6.3 Comparing Absorption and Variable Costing

In comparing the two income statements for Bradley, we notice that the cost of goods sold under absorption is $3.90 per unit and $3.30 per unit under variable costing.  The income reported under each statement is off by $600 because of this difference ($8,100 under absorption and $7,500 under variable).  Let's review how these costs were calculated:

Absorption Variable
Direct Materials $13,000 $13,000
+ Direct Labor $15,000 $15,000
+ Variable Overhead $5,000 $5,000
+ Fixed Overhead $6,000 do not include
= Total Product Cost $39,000 $33,000
÷ Total Units Produced ÷ 10,000 ÷ 10,000
= Product cost per unit $3.90 $3.30
Since fixed overhead cost is given to each unit produced under the absorption costing method, the 1,000 units remaining in inventory carry forward some of May's fixed costs into the next period.  The variable costing method treats the fixed overhead as relating to May only and not to any specific units.  Ending inventory would be calculated as:

Absorption Variable
$3,900 (1,000 units x $3.90 cost) $3,300 (1,000 units x $3.30 cost)
These differences are due to the treatment of fixed manufacturing costs. Under absorption costing, each unit in ending inventory carries $0.60 of fixed overhead cost as part of product cost. At the end of the month, Bradley has 1,000 units in inventory. Therefore, ending inventory under absorption costing includes $600 of fixed manufacturing overhead costs ($0.60 X 1,000 units) and is valued at $600 more than under variable costing.

absopr var Under variable costing, companies charge off, or expense, all the fixed manufacturing costs during the period rather than deferring their expense and carrying them forward to the next period as part of inventory cost. Therefore, $6,000 of fixed manufacturing costs appear on the variable costing income statement as an expense, rather than $5,400 ($6,000 fixed overhead costs - $600 fixed manufacturing included in inventory) under absorption costing. Consequently, income before income taxes under variable costing is $600 less than under absorption costing because more costs are expensed during the period.

Finally, remember that the difference between the absorption costing and variable costing methods is solely in the treatment of fixed manufacturing overhead costs and income statement presentation.
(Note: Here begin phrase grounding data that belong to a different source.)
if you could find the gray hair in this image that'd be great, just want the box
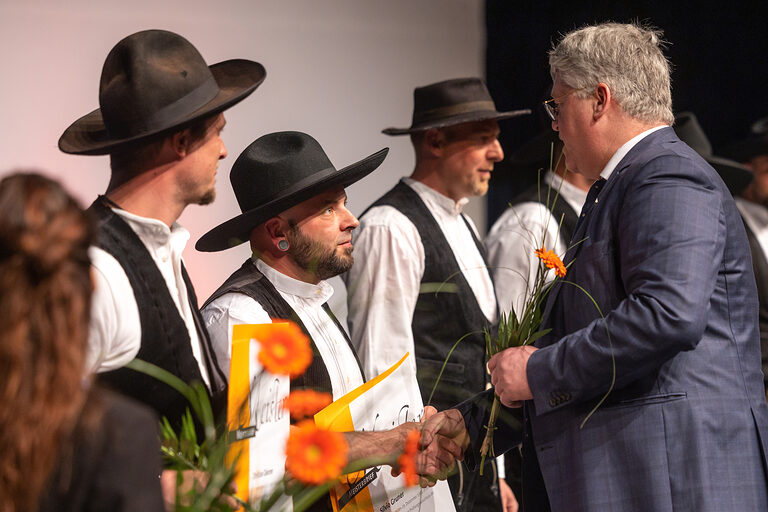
[549,22,674,125]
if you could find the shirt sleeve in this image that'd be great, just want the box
[344,206,425,379]
[486,202,567,317]
[202,292,272,380]
[87,247,142,373]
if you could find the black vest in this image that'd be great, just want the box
[89,199,227,431]
[510,181,580,247]
[202,259,365,394]
[366,182,497,411]
[203,260,363,512]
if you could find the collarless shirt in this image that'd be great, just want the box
[202,258,364,400]
[88,207,210,388]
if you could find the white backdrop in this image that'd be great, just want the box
[0,0,487,315]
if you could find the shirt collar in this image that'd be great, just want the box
[110,207,190,249]
[600,125,668,181]
[254,257,334,305]
[403,177,468,217]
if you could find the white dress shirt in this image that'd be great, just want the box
[203,258,364,400]
[736,197,768,263]
[600,125,668,181]
[87,207,211,388]
[487,171,588,316]
[344,177,497,382]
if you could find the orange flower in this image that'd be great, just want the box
[257,321,312,377]
[285,420,348,485]
[397,429,421,487]
[283,389,333,420]
[535,246,567,278]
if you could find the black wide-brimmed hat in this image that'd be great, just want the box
[723,116,768,163]
[58,29,266,155]
[674,112,753,195]
[196,132,388,252]
[382,77,530,135]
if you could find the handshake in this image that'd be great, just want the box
[343,406,470,487]
[391,406,470,487]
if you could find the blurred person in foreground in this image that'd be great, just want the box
[0,172,164,512]
[422,22,768,512]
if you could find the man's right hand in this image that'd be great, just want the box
[416,408,470,486]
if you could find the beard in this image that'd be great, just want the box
[287,225,353,281]
[197,187,216,206]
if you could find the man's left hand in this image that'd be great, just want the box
[488,346,538,407]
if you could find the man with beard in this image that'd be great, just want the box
[58,30,265,433]
[199,132,465,511]
[198,131,386,388]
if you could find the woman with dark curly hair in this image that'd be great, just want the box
[0,172,164,511]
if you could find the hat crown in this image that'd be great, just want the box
[673,112,713,157]
[414,77,494,111]
[99,30,220,140]
[230,132,335,214]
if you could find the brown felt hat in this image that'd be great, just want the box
[58,29,265,155]
[382,77,530,135]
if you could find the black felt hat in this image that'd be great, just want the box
[723,116,768,163]
[674,112,753,195]
[58,29,266,155]
[196,131,388,252]
[382,77,530,135]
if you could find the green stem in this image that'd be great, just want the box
[478,396,501,476]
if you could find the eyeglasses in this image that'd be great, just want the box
[542,89,586,122]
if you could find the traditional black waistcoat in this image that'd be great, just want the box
[89,199,227,431]
[510,181,580,248]
[366,182,497,411]
[203,260,365,512]
[203,259,365,393]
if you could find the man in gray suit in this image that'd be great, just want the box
[423,22,768,512]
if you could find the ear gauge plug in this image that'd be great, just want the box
[277,239,289,251]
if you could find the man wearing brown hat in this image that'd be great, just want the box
[345,77,528,512]
[58,29,265,435]
[198,132,462,511]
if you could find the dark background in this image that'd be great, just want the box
[484,0,768,226]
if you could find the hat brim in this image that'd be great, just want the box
[723,137,768,164]
[195,147,389,252]
[58,59,266,155]
[707,154,753,195]
[382,108,530,136]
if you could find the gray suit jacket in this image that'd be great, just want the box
[461,128,768,511]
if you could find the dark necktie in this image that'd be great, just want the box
[574,177,607,232]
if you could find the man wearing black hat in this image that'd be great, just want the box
[345,77,528,512]
[725,116,768,399]
[58,29,265,436]
[198,132,461,510]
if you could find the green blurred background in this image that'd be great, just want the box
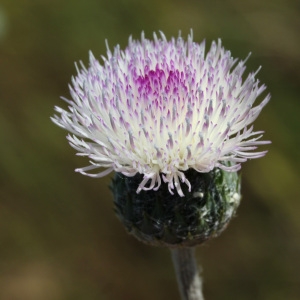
[0,0,299,299]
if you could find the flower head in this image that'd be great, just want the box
[52,31,270,197]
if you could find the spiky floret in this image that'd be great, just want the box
[52,31,270,196]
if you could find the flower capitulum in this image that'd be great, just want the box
[52,31,270,197]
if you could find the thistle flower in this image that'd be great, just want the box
[52,31,270,198]
[52,32,270,299]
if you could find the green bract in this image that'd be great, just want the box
[113,167,241,247]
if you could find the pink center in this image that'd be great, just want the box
[135,66,187,100]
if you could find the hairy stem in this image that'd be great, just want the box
[171,247,204,300]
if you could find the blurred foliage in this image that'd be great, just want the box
[0,0,299,299]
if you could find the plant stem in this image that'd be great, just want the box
[171,247,204,300]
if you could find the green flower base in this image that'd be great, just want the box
[112,167,241,247]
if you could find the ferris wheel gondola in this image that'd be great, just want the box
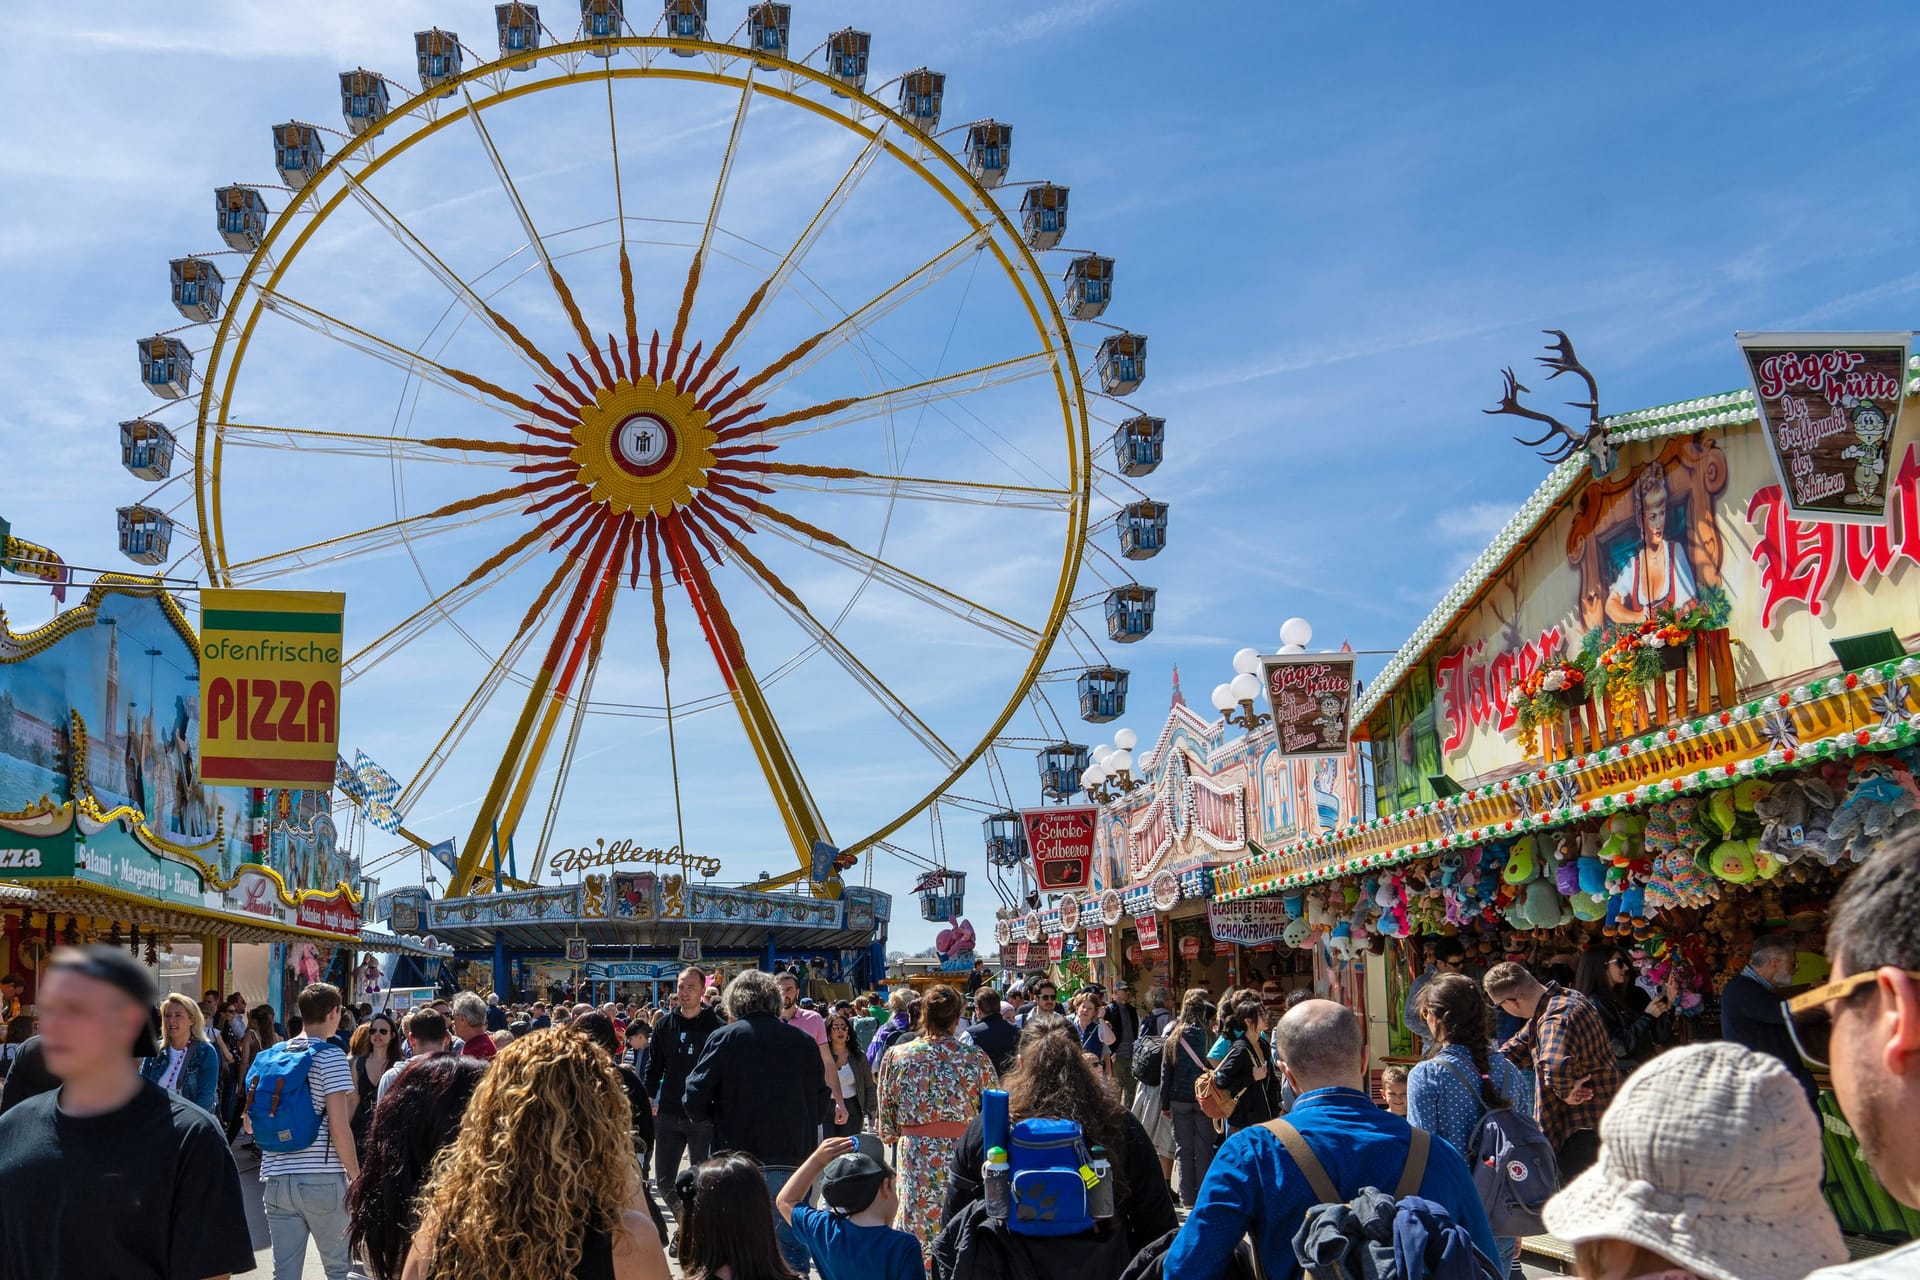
[107,5,1169,907]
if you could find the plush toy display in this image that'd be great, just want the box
[1753,775,1839,863]
[1824,758,1920,862]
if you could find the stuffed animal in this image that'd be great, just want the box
[1503,836,1537,885]
[1825,758,1920,862]
[1436,850,1466,889]
[1754,775,1839,863]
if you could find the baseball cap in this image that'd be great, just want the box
[820,1150,892,1214]
[47,946,162,1056]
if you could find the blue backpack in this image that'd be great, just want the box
[1008,1117,1095,1237]
[245,1041,323,1153]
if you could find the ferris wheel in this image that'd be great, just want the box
[112,2,1168,901]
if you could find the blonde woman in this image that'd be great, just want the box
[140,992,220,1114]
[401,1028,669,1280]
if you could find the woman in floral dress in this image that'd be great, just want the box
[877,983,995,1263]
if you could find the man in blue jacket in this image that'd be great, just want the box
[1165,999,1497,1280]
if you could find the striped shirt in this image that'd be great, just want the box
[258,1037,355,1180]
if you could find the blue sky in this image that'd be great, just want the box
[4,2,1918,951]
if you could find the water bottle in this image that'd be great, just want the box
[982,1088,1010,1154]
[984,1146,1012,1220]
[1087,1145,1115,1223]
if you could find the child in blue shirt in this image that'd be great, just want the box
[776,1137,923,1280]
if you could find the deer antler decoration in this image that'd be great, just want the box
[1484,329,1616,477]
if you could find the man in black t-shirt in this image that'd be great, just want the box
[0,947,255,1279]
[643,965,722,1224]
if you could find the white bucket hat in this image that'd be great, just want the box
[1542,1041,1846,1280]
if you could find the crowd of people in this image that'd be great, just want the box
[0,828,1913,1280]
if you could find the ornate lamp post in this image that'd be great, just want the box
[1081,727,1142,804]
[1212,647,1270,731]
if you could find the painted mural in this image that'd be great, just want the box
[0,585,251,868]
[1364,416,1920,812]
[1091,679,1368,889]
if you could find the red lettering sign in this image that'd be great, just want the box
[1436,624,1565,755]
[1747,444,1920,626]
[295,891,361,936]
[1136,913,1162,951]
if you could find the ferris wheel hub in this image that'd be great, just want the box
[569,373,717,518]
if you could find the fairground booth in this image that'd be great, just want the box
[1012,334,1920,1263]
[0,577,446,1013]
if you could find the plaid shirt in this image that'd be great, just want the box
[1497,981,1621,1148]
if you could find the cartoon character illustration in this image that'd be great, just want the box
[1311,694,1346,748]
[1606,463,1697,624]
[1841,400,1891,507]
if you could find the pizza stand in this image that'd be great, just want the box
[0,579,445,1010]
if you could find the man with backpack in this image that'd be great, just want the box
[248,981,359,1280]
[1164,999,1496,1280]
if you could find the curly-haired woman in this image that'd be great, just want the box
[346,1055,486,1279]
[400,1028,670,1280]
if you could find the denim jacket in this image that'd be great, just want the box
[140,1038,221,1116]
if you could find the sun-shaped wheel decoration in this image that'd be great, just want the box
[112,3,1167,902]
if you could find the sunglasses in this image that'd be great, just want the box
[1437,958,1465,970]
[1785,968,1920,1068]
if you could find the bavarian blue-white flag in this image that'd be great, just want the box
[351,750,406,834]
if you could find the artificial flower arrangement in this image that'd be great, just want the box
[1585,588,1733,733]
[1511,653,1593,756]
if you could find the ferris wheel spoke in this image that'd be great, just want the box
[453,513,627,896]
[395,563,568,813]
[217,422,537,465]
[341,521,554,684]
[716,350,1056,446]
[737,224,994,403]
[743,463,1073,512]
[459,84,603,366]
[335,170,553,385]
[226,488,529,583]
[701,121,892,367]
[721,499,1039,647]
[252,286,564,425]
[684,505,961,771]
[666,68,758,368]
[660,512,833,874]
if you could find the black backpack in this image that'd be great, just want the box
[933,1198,1136,1280]
[1131,1010,1172,1087]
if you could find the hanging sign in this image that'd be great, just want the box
[1737,332,1911,525]
[1086,925,1108,959]
[1208,899,1293,947]
[679,937,703,963]
[1099,888,1124,926]
[1058,895,1081,933]
[198,588,345,788]
[1180,936,1202,960]
[1047,935,1065,962]
[1136,913,1162,951]
[1017,940,1031,966]
[1262,654,1358,758]
[1020,806,1098,890]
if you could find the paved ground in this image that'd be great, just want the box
[233,1140,1570,1279]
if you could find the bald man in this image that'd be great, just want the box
[1165,999,1496,1280]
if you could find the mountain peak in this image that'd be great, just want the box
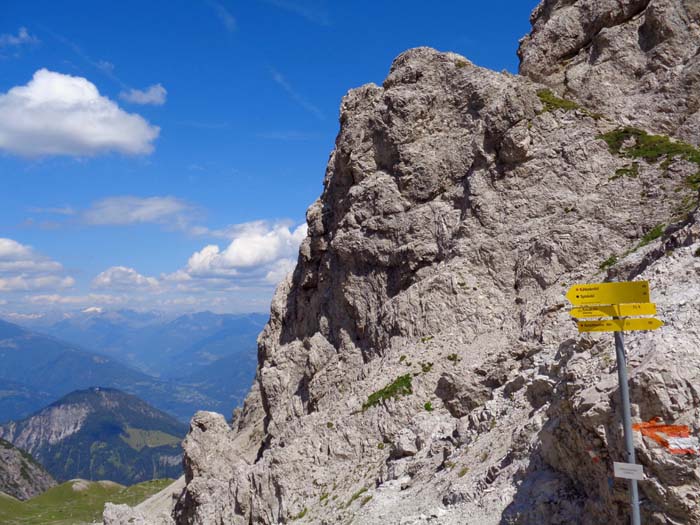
[0,388,187,485]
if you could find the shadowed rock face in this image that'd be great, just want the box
[106,2,700,524]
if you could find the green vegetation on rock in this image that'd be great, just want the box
[0,478,172,525]
[638,223,665,248]
[599,127,700,190]
[362,375,413,411]
[346,487,367,508]
[536,89,579,113]
[599,254,617,270]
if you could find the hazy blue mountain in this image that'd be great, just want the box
[0,320,229,422]
[0,379,53,424]
[16,310,267,379]
[181,351,258,410]
[0,388,187,485]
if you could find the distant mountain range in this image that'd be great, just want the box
[0,388,187,485]
[12,309,266,379]
[0,311,265,423]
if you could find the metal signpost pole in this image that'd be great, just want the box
[614,329,641,525]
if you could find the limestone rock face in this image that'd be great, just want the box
[0,438,55,500]
[106,1,700,524]
[519,0,700,142]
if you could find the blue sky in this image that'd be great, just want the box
[0,0,538,316]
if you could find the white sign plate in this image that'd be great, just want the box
[614,462,644,480]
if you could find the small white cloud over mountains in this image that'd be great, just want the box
[119,84,167,105]
[0,69,159,157]
[93,266,159,290]
[0,238,74,292]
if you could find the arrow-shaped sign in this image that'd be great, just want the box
[566,281,650,306]
[577,318,664,333]
[570,303,656,318]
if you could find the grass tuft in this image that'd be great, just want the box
[599,254,617,270]
[346,488,368,508]
[638,224,665,248]
[537,89,579,113]
[362,375,413,411]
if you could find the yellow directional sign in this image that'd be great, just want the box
[577,318,664,333]
[566,281,650,306]
[570,303,657,319]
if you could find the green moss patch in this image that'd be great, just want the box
[537,89,579,113]
[599,127,700,191]
[638,223,665,248]
[362,375,413,411]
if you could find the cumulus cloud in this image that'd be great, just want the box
[0,27,39,47]
[92,266,159,290]
[0,69,159,157]
[83,196,192,226]
[0,238,32,259]
[0,238,74,292]
[264,258,297,284]
[185,221,307,278]
[119,84,167,105]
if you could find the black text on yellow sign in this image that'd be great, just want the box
[577,318,664,333]
[565,281,650,306]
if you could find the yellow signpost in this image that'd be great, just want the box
[564,279,662,525]
[577,318,664,333]
[570,303,657,319]
[565,280,650,306]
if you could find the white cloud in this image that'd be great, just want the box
[119,84,167,105]
[0,275,75,292]
[83,196,191,226]
[0,27,39,47]
[262,0,331,26]
[185,221,307,277]
[270,68,325,120]
[92,266,159,290]
[265,258,296,284]
[28,293,123,305]
[0,238,74,292]
[28,205,76,216]
[0,238,32,259]
[0,69,159,157]
[209,1,237,32]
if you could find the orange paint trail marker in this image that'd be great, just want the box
[633,418,700,455]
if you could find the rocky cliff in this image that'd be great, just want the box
[105,1,700,523]
[0,438,55,500]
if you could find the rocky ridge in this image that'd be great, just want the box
[0,438,55,500]
[106,1,700,523]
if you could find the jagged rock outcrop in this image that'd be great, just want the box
[0,438,55,500]
[519,0,700,142]
[106,1,700,524]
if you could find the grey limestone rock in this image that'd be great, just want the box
[107,1,700,523]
Both methods treat selling and administrative expenses as period costs. Regarding selling and administrative expenses, the only difference is their placement on the income statement and the segregation of variable and fixed selling and administrative expenses. Variable selling and administrative expenses are not part of product cost under either method.

As a general rule, relate the difference in net income under absorption costing and variable costing to the change in inventories. Assuming a relatively constant level of production, if inventories increase during the year, production exceeded sales and reported income before federal income taxes is less under variable costing than under absorption costing. Conversely, if inventories decreased, then sales exceeded production, and income before income taxes is larger under variable costing than under absorption costing.

Variable costing is not currently acceptable for income measurement or inventory valuation in external financial statements that must comply with generally accepted accounting principles (GAAP) in the United States. However, managers often use variable costing for internal company reports.  Here is a video comparing the two methods:


  1.  Product costs are calculated differently under each method:

Absorption Variable
Direct Materials Include Include
Direct Labor Include Include
    Variable Overhead Include Include
    Fixed Overhead Include DO NOT include
Total Product Costs Sum sum
÷ Total Units Produced ÷ Total Units Produced ÷ Total Units Produced
Product Cost per Unit = Cost per unit = Cost per unit
2.  Income statement formats are different under each method (both use units sold for variable expenses):

  • Absorption uses standard GAAP income statement of Sales - Cost of Goods Sold = Gross Profit - Operating Expenses = Net Operating Income
  • Variable uses a contribution margin income statement of Sales - Variable Costs = Contribution Margin - Fixed Expenses = Net Operating Income

3.   Net income on the two reports can be different if units produced do not equal units sold.